Containerization is evocative of a standard diffusion curve concerning four major phases:
- Adoption. In the early 1960s, containerization was an unproven technology with a few competing standards in terms of size and latching systems. The services offered were specific (point to point) and represented a niche market. Still, containerization demonstrated that it achieved productivity gains through a much more efficient form of transshipment.
- Acceleration. In the early 1970s, containerization became a recognized and emerging form of transportation. New services and networks were being established, which multiplied transport productivity. Growing volumes and the application of economies of scale underlined the competitive advantages of containerized shipping both at the modes and at the terminals. Inter-range services, which would become the standard network configuration for containerized maritime shipping, were being set.
- Peak Growth. By the 1990s, containerization became the dominant support of global trade and globalization, heading towards its full market potential. Its diffusion was massive, particularly in newly industrializing economies such as China. Network development was facing growing complexities, which led to the setting of major intermediate hubs reconciling regional and global shipping networks.
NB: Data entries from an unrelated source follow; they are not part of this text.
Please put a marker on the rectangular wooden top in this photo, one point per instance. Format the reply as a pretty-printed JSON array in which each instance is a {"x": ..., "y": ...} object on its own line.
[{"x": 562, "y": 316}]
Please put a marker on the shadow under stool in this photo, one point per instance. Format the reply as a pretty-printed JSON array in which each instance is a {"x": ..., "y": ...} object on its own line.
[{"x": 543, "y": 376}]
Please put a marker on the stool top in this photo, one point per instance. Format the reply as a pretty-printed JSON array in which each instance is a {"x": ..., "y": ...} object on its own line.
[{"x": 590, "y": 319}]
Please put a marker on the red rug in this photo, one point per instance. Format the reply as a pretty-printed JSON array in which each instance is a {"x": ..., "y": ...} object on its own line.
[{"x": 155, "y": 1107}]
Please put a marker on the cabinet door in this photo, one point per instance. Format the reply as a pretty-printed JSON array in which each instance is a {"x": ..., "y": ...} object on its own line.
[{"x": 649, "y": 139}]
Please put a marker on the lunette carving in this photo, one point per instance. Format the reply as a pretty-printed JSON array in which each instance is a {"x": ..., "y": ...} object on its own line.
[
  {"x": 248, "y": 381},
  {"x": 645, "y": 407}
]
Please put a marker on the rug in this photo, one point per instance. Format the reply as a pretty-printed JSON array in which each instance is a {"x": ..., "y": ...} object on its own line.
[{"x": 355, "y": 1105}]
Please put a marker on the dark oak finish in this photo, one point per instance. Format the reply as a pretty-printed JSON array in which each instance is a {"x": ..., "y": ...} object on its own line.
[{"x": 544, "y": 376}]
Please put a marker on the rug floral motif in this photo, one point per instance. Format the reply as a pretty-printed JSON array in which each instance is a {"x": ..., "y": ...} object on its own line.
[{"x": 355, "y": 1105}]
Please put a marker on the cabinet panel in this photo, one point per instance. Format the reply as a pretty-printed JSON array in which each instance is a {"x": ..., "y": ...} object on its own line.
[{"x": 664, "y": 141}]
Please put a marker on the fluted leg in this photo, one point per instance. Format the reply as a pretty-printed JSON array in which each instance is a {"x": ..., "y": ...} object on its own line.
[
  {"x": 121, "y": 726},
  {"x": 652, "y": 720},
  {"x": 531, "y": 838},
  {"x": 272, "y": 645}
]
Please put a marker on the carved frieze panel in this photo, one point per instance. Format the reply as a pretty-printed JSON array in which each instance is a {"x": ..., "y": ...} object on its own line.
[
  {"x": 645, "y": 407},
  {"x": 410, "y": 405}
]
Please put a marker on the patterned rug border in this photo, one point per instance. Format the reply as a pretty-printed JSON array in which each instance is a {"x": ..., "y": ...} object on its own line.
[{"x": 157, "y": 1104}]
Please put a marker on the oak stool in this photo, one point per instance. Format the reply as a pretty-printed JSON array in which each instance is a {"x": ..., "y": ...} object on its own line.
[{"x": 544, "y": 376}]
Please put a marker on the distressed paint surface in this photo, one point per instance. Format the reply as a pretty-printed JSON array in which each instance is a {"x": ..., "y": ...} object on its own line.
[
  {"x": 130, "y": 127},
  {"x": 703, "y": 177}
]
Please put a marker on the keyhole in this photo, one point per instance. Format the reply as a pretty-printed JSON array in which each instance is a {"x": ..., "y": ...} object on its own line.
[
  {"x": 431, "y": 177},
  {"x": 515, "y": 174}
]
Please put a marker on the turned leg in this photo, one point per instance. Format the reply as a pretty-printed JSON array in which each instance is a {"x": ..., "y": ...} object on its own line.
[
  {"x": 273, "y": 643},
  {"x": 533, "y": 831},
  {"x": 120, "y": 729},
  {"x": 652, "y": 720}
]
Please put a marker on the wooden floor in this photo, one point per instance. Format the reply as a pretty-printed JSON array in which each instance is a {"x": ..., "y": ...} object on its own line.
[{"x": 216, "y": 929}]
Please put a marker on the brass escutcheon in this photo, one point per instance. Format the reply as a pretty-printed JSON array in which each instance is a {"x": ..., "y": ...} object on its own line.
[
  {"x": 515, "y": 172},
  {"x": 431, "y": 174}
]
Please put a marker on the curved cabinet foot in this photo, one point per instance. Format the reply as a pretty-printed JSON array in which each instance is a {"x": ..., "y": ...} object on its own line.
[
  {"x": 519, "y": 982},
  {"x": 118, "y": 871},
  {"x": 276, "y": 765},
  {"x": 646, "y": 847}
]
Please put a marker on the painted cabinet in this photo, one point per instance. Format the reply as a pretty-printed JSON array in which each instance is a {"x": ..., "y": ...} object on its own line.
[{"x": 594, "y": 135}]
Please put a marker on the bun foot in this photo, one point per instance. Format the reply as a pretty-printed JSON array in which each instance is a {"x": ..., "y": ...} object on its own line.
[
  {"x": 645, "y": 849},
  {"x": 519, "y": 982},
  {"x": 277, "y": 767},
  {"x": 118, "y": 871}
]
- Maturity. In a phase of maturity, growth is much less related to diffusion but with standard economic cycles and the exploitation of remaining niches, such as the containerization of commodities. It remains highly debatable if the global maritime container transport system has reached a phase of maturity as the financial crisis of 2008-09 represented a paradigm shift in demand patterns. While in many regions, such as in Latin America, growth remains significant (peak growth), in markets such as Japan, Western Europe, and North America, there are signs that the growth potential may have peaked.